Ça se gâte à l'université

    - Allez, on s'achète des chandails assortis !
- Non, Nat.
       On est dimanche après-midi. Natsu, indemne, est venu me chercher chez moi et, maintenant, nous sommes à la librairie du campus. J'ajoute :
- Nous sommes là pour que je me procure mes livres. 
    Il saisit une boule à neige contenant une réplique miniature de l'université et la secoue.
- Allez... J'en prends un rouge, tu en achètes un bleu, comme ça, on fera la paire, comme les personnes âgés sur la plage.
- Je veux bien, mais à condition que le tien soit rose.
    Là-dessus, il se tait.
    La librairie est immense et des livres sont empilés partout. Je me gratte la tête. Je me sens dépassée. Je sors de mon sac la liste des livres nécessaires pour mes cours et commence à chercher dans les rayons.
- J'ai trouvé ton livre de biologie, s'écrie Natsu, avant de le laisser tomber dans le panier qu'il tient pour moi.
    Bon sang, ce n'est pas possible : il coûte cent dollars !
    La plupart de mes cours obligatoires, cette session, tournent autour des sciences et des maths, mais, pour une raison qui m'échappe, je dois aussi prendre un cours sur l'art. Le livre d'histoire de l'art, au prix de cent soixante-quinze dollars, est plus imposant qu'une grosse boîte à pizza et doit bien peser vingt-cinq livres. Je le repose en rayon - je ne peux en aucun cas me le payer. Je vais sûrement faire des recherches pour essayer de le trouver moins cher en ligne. Sinon, je vais peut-être devoir choisir un autre cours d'art, même si les fournitures de peinture et de toiles ne doivent pas être données non plus.
    Dans la queue où nous attendons que je paie mes livres de biologie et de maths, Natsu examine toutes les bricoles bon marché qui encombrent le comptoir près de la caisse. Je parie qu'il adorerait faire des fouilles archéologique avec ma mère dans les paniers à un dollar du magasin où nous étions l'autre fois. Celui avec de belles sandales.
- Oh, regarde ! me lance-t-il.
    Il a trouvé un porte-clés avec le logo de l'université, auquel est attaché au troll aux cheveux roses. Je lui dit :
- Il te ressemble.
- Tu me prends pour un troll ?
- Bien sûr.
- Dans ce cas, il te faut absolument ce truc.

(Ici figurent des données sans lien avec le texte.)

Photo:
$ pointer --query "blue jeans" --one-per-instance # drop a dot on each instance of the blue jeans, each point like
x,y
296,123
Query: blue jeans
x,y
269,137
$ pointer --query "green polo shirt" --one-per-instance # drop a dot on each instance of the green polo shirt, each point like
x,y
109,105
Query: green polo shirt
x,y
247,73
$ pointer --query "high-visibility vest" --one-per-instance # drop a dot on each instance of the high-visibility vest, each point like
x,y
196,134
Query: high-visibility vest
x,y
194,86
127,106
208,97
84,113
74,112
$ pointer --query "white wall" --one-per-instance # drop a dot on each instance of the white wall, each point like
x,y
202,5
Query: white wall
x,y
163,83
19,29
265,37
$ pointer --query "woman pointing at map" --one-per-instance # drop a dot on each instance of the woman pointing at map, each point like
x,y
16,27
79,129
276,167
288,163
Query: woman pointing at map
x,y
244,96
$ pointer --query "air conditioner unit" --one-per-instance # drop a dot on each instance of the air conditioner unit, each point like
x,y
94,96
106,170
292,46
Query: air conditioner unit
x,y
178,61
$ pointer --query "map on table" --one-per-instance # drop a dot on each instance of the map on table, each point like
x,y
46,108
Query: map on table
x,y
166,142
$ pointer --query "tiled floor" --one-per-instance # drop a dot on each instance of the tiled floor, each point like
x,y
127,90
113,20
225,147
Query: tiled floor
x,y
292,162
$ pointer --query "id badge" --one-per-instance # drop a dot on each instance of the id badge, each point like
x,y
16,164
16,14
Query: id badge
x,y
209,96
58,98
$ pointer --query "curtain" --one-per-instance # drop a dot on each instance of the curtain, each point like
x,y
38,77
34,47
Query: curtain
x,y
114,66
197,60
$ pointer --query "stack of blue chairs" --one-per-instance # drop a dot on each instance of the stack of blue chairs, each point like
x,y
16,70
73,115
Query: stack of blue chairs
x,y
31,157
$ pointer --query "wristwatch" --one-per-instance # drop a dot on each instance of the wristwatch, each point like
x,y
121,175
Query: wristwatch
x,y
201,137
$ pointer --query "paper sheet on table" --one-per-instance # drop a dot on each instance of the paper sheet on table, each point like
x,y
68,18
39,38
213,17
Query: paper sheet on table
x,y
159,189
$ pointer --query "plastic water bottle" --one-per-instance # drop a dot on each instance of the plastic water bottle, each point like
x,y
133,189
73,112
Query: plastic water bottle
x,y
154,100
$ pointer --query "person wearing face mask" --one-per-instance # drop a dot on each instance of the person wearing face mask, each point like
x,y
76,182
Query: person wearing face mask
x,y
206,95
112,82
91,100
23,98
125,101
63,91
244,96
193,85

    Je lui réponds en riant :
- Je n'ai certainement pas besoin d'un mini troll.
- Oui et tu vas l'acheter, insiste-t-il en lançant le porte-clé dans mon panier. Comme ça tu aura un porte-clé à mon effigie.
    La fille derrière nous, qui tient un seul livre à la main, jette un coup d'oeil dans le panier et me demande d'un air incrédule :
- Ne me dis pas que tu vas vraiment acheter tes livres ?
- Pourquoi pas ?
- Mais personne ne lit ses livres de cours ! Tu ne devrais lire que les passages importants avant un examen ou quand tu dois faire un devoir. Et, dans ces cas-là, tu n'as qu'à emprunter le livre d'un élève de ta classe ou bien à la bibliothèque.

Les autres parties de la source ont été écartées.